Again, thank you all for the great work and especially the knowledge sharing in this forum.
Narendra Kulkarni
Guys I read the whole discussion. Super interesting. My concern is that while the back tests look incredible, I suspect they are incredible because its overfit. 2008 to 2021 has been an incredible bull run. So if we just dodge couple of drawdowns, we can “beat” the market quite handily. However i suspect this might just be overfit rather than a signal. My main criticism is that as name suggests its an “in or out” strategy. So are inferring a lot just based on the signal. Its not a situation where we are probabilistically changing our weights given expectations of next day returns, but instead we completly rotate out. So this makes me think thats its very easy to overfit because its a very binary signal. If you get some of the big moves wrong you could lose a lot of money. So its not a question of slightly underperforming the markets, because the system is slightly overfit. Anyways I was curious to hear your reasons for why you believe that the system is not overfit.
Guy Fleury
Is “IN & OUT” overfitted or not?
We all have “opinions” on that since we cannot “prove” if it is or not. We have no tools to effectively demonstrate either yes or no.
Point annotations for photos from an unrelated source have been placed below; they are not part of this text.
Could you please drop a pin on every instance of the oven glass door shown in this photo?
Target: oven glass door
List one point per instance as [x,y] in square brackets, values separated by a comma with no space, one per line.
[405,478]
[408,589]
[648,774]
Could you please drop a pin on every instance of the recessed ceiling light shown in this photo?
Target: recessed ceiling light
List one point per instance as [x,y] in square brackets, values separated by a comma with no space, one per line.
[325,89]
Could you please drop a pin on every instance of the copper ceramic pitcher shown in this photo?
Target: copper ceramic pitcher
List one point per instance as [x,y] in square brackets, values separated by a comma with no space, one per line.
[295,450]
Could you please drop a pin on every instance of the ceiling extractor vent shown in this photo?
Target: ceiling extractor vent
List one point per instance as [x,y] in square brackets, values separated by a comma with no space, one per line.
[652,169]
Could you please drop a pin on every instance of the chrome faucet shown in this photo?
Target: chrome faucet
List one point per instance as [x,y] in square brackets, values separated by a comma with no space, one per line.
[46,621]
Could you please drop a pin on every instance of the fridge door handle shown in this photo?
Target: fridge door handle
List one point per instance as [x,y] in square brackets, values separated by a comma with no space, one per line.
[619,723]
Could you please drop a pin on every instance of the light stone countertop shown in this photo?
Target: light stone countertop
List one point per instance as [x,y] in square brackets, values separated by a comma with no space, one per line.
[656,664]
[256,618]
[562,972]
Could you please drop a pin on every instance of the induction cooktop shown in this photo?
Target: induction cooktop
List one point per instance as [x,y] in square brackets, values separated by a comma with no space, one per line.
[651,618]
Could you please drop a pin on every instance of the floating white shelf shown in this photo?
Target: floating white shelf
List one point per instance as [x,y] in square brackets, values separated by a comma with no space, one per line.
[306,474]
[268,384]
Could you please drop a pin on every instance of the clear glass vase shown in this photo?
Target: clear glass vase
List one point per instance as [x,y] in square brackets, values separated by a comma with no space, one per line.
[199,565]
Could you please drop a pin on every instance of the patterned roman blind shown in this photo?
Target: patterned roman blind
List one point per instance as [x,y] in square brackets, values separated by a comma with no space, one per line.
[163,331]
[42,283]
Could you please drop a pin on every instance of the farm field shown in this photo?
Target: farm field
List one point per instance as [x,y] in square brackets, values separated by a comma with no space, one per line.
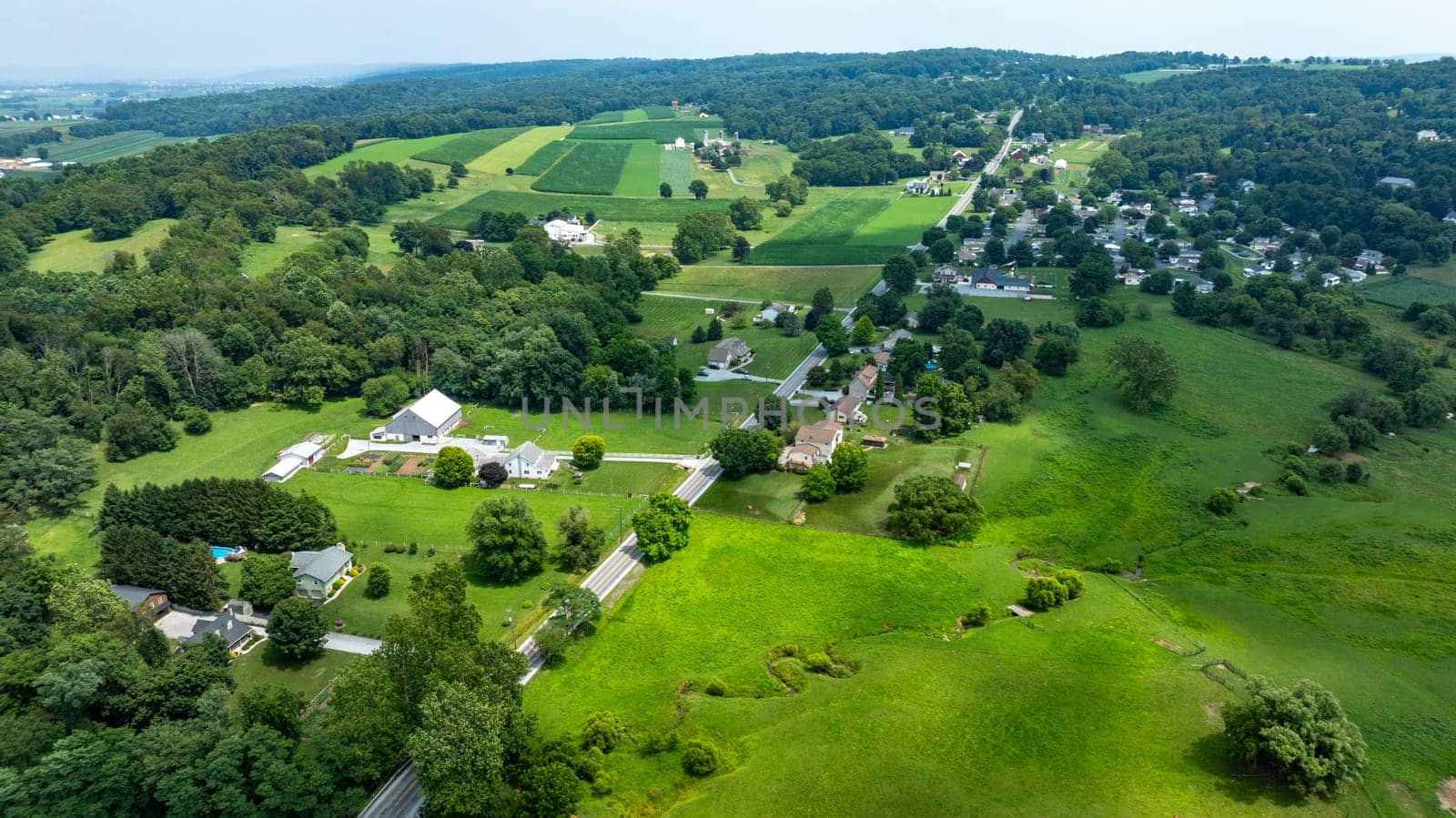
[824,233]
[655,217]
[642,170]
[592,167]
[468,147]
[654,130]
[76,252]
[402,510]
[756,284]
[1405,290]
[546,156]
[1349,585]
[113,146]
[903,221]
[924,699]
[774,352]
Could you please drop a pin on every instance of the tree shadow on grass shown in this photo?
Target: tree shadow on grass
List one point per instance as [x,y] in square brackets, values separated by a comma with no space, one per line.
[1237,781]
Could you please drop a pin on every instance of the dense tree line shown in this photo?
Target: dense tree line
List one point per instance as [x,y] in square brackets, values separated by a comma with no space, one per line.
[101,718]
[222,512]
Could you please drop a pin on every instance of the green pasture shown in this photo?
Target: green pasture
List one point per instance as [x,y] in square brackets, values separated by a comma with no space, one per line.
[468,147]
[76,250]
[754,284]
[592,167]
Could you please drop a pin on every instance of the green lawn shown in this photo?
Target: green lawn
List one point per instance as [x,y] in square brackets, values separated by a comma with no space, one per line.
[757,284]
[242,444]
[76,250]
[775,354]
[592,167]
[468,147]
[1006,702]
[264,665]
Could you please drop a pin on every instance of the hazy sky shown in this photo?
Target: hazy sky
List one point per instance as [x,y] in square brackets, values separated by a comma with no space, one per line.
[131,38]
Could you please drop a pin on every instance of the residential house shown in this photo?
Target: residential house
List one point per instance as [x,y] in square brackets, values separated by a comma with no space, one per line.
[813,444]
[315,572]
[1008,283]
[864,381]
[848,409]
[728,354]
[427,419]
[946,274]
[529,461]
[895,338]
[143,600]
[570,232]
[226,626]
[291,460]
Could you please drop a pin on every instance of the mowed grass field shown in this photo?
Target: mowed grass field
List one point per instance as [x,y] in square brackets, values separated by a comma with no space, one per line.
[754,284]
[774,352]
[468,147]
[76,250]
[111,146]
[655,217]
[652,130]
[903,221]
[400,510]
[641,172]
[548,155]
[590,167]
[242,444]
[926,702]
[824,235]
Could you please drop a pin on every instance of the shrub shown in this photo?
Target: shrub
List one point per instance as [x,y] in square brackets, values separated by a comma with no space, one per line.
[1295,483]
[701,759]
[589,450]
[1045,592]
[819,662]
[376,585]
[1222,501]
[979,616]
[196,421]
[1072,581]
[603,731]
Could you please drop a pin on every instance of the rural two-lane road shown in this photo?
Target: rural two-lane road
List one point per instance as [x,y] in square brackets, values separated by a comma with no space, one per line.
[990,167]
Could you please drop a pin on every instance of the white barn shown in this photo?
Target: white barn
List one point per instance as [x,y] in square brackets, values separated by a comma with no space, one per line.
[422,421]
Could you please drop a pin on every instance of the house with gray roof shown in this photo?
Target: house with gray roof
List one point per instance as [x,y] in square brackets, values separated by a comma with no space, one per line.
[422,421]
[528,461]
[226,626]
[315,572]
[728,354]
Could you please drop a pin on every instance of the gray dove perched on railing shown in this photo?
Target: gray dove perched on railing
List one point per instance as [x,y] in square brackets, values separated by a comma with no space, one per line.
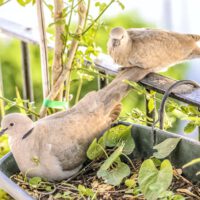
[152,49]
[55,147]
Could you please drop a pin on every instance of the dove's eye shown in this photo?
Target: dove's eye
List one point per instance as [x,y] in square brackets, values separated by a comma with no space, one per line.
[12,124]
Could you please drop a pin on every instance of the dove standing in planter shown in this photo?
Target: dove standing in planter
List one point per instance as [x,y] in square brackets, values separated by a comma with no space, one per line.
[151,48]
[55,147]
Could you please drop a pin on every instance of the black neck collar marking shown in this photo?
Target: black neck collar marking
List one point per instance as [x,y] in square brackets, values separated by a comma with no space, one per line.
[27,134]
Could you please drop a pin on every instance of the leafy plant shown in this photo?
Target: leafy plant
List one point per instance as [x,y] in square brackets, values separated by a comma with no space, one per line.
[154,182]
[165,148]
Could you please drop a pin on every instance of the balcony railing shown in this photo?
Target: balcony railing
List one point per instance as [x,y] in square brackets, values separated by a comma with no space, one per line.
[153,81]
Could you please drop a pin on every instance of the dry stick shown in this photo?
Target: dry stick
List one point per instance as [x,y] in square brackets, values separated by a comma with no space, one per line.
[59,45]
[71,54]
[43,48]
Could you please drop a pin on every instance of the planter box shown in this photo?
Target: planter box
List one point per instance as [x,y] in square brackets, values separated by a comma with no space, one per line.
[145,139]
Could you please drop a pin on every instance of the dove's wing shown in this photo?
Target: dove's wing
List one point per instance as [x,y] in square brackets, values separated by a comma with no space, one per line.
[157,48]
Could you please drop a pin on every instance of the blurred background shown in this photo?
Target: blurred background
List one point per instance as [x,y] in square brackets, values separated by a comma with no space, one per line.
[175,15]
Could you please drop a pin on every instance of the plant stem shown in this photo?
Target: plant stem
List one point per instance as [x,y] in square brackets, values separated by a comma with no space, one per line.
[97,18]
[71,54]
[59,45]
[43,48]
[18,106]
[130,161]
[79,89]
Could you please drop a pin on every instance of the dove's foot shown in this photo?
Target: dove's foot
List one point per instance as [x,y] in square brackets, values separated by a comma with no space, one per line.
[184,89]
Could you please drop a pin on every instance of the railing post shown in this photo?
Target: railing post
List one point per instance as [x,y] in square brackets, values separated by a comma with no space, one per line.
[199,128]
[2,111]
[102,81]
[27,82]
[150,115]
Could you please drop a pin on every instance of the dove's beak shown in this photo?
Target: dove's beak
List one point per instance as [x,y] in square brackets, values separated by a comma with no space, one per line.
[115,42]
[3,131]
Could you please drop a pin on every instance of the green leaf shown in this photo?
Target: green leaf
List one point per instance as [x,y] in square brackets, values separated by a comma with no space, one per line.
[24,2]
[116,174]
[121,5]
[85,191]
[178,197]
[94,150]
[120,135]
[19,101]
[189,127]
[35,181]
[112,158]
[151,105]
[154,182]
[130,183]
[195,161]
[165,148]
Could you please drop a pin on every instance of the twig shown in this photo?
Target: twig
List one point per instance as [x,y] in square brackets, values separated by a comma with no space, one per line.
[102,12]
[18,106]
[67,67]
[43,48]
[79,89]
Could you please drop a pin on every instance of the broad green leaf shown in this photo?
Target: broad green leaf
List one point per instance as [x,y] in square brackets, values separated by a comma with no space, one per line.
[154,182]
[19,101]
[120,135]
[130,183]
[165,148]
[116,174]
[178,197]
[94,150]
[121,5]
[189,127]
[112,158]
[193,162]
[151,105]
[35,181]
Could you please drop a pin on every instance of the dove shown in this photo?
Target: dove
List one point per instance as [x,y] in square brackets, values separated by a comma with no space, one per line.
[55,147]
[153,49]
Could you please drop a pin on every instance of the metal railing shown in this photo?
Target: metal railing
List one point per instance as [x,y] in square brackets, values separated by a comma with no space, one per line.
[153,81]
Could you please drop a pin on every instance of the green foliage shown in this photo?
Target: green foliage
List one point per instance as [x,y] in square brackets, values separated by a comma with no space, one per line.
[35,182]
[4,148]
[120,135]
[114,137]
[154,182]
[115,174]
[113,170]
[95,150]
[195,161]
[166,147]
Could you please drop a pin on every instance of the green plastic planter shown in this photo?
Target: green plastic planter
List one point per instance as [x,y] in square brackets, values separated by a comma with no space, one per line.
[145,139]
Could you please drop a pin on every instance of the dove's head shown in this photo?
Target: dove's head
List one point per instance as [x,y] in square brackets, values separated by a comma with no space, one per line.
[15,124]
[118,36]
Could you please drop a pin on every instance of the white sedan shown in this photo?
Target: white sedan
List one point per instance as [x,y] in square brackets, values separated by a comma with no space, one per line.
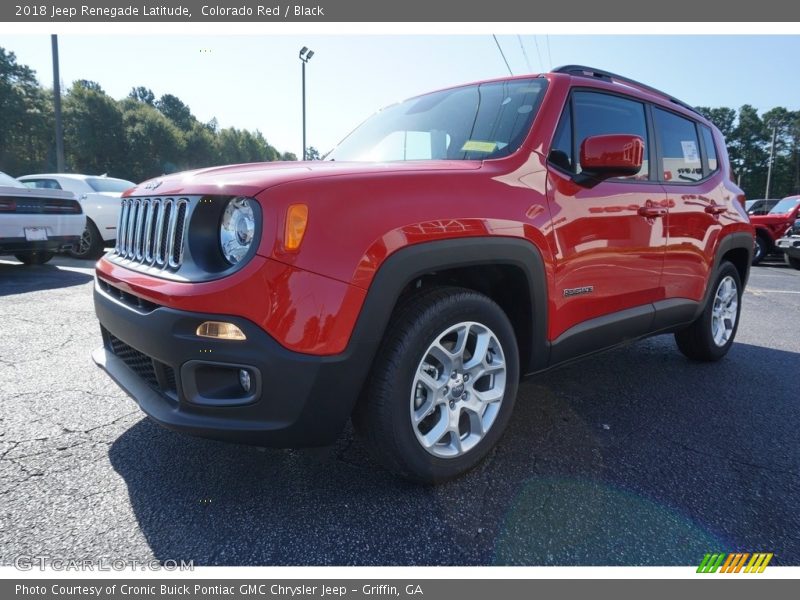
[99,196]
[35,224]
The first question that should come to mind is: overfitted, compared to what?
Maybe, here is a better question: is “IN & OUT” outperforming long-term market averages? Because, if it is not, who would want to play with it? It would have lost all its potential value since it would then be underperforming market averages.
I am of the “opinion” that “IN & OUT” is operating, for the most part, on the fringe, the fumes, of market noise. And that cannot be overfitted due to its random-like nature. You cannot consistently overfit randomness. Every day, the price variations are, structurally, surprises that are highly unpredictable. You could, nonetheless, take a bet on the long side based on the underlying long-term market uptrend.
Any trading strategy should be biased toward its goal. Meaning that in an upward market, most trades should be biased to the long side. Should the upside last for 10 years or more, you still should favor, for the duration, the long side for your “average” trade. Moreover, that average trade should generate a profit, not because you anticipated a market rise (even if you should have) but just because you participated in some market upswing while it was going up.
The only prediction we can make going forward is that market noise will be there, that we like it or not. And it stops there. As for predicting tomorrow's prices, your guess is as good as mine, although I will continue to favor the upside. This is what the “IN & OUT” was designed to do over the last 12 years.
Regardless, the strategy still needs some added protection and will need to change its upward stance for when the market really turns down again. However, it is already quite sensitive to market fluctuations, to the point that its average universal “stop-loss” is relatively low (my average loss rate is below -0.1%). The trading signal goes down a fraction of a percent and its flusher kicks in which could explain why it is wrong so often. At least, it will catch all downtrends of significance. It is a rare strategy where being wrong often (~85%) becomes a positive protective measure...
“IN & OUT” wins the game because it was wrong most of the time. That, in itself, is interesting. Note that its rebalancing procedures (flipper, switcher, and flusher) had a major structural role in making this strategy win over its simulation period. It won mostly due to its trade mechanics. And that is also quite interesting.